The Warriors of the Gods
Page 37
Then she raised her hand higher above her head, her entire body, trembling with rage at her lover’s betrayal, and Rolf suddenly rose into the sky as if snatched up by some giant, invisible hand.
“T-Tesharna, wait,” he said, his words coming out in grated gasps as he felt the pressure of that invisible hand squeezing him. “I—”
“It’s Chosen Tesharna,” she screeched, clenching her hand into a fist. Rolf had time enough to stare at her with wide eyes, time enough to open his mouth as if to speak. And then no time at all.
His dangling body crumpled, his handsome face and well-toned muscles collapsing in on themselves. There was a wet, squishing, crunching sound and suddenly she could see nothing of Rolf at all past the crimson mist filling the air. She heard the body drop, but her fury was far from spent, and she turned back to the man Alesh and those others with him who were staring at the remains of the guardsman with stunned expressions.
Tesharna grinned widely. Finally, they understood, understood that they did not face a mortal woman at all, but a god. Then she noticed something odd. They weren’t looking at Rolf as she had first thought but at her, and she was overcome with the thought that those looks weren’t just terrified—maybe weren’t terrified at all, at least not that of Alesh, who stood at the front of the group. Instead, his expression seemed to be filled with something else. Was that, was that pity on the man’s face?
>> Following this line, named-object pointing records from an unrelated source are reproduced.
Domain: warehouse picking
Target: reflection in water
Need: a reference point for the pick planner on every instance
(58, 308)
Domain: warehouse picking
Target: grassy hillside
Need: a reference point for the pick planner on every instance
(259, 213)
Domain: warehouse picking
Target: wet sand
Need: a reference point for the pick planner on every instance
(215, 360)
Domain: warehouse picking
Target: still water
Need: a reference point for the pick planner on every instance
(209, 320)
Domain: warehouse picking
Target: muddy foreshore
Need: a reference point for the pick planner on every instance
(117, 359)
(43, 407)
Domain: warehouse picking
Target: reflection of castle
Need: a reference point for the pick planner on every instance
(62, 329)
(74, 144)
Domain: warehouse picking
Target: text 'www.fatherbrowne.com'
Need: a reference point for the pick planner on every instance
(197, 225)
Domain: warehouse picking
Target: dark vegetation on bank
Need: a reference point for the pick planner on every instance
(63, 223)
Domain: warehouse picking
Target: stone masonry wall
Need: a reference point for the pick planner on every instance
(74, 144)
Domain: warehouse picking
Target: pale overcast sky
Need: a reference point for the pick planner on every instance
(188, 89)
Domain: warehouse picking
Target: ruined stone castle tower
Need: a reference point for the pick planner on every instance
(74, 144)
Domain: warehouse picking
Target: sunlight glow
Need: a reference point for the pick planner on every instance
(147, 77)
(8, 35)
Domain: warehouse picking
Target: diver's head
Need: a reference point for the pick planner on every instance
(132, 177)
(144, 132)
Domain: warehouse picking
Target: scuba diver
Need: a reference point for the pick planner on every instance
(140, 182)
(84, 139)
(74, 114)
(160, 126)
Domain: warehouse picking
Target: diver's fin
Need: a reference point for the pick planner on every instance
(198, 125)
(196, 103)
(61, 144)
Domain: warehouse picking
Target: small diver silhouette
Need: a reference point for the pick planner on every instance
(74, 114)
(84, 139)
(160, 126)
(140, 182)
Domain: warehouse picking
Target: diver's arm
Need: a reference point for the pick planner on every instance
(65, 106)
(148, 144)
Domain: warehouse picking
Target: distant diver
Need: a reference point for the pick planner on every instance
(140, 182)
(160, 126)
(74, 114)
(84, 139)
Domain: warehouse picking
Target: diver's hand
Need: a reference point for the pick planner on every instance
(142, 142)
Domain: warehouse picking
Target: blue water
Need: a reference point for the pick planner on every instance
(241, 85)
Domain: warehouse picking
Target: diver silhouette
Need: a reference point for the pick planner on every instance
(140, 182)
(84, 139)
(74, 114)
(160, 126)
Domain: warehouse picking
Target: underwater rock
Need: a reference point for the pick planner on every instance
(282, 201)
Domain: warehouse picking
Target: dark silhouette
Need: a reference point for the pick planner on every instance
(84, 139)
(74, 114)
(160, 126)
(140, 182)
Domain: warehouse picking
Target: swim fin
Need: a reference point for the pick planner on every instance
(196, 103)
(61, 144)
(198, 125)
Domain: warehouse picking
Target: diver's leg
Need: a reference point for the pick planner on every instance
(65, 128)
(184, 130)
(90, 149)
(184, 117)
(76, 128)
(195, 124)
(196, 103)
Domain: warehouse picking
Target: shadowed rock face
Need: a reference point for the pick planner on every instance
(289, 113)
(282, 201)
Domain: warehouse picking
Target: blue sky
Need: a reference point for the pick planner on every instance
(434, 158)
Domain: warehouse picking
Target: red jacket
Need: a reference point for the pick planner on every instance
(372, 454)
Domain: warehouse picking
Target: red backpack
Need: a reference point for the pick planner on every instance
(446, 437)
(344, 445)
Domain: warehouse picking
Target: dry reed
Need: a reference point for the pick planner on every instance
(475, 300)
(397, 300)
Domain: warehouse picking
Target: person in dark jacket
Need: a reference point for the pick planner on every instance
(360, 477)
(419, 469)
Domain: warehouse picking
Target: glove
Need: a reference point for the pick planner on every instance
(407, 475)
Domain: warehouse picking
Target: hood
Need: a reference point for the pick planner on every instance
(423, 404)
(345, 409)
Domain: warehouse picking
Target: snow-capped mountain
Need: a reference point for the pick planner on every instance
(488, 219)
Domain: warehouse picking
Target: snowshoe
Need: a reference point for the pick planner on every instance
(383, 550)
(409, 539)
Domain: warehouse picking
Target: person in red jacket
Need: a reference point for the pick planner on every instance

“What?” Tesharna demanded. “What is it? Do you not understand you are all doomed?” They said nothing, and Tesharna was about to ask what they were doing when something caught her eye on the floor in front of her. She glanced down and at first couldn’t understand what she saw. Then she did. There was a pile—no, pile wasn’t the right word, at all, there was a clump—of faded, lifeless gray hair lying at her feet. Several large, thick clumps, in fact, and within those clumps there were pieces of scalp. Old, desiccated flesh. Her flesh.
“No,” she hissed, “no, no, no.” She brought her hand up to her head. Her questing fingers did not find hair, instead only touching painful, weeping sores where once her hair had sprung its roots. Trembling not just with anger now, but disgust and self-loathing, she brought her hands to her face. Dry, wrinkled skin beneath her hands, parchment thin. She screamed again, or tried to, but what came out was a rasping croak. “You,” she hissed at Alesh, “you did this to me.”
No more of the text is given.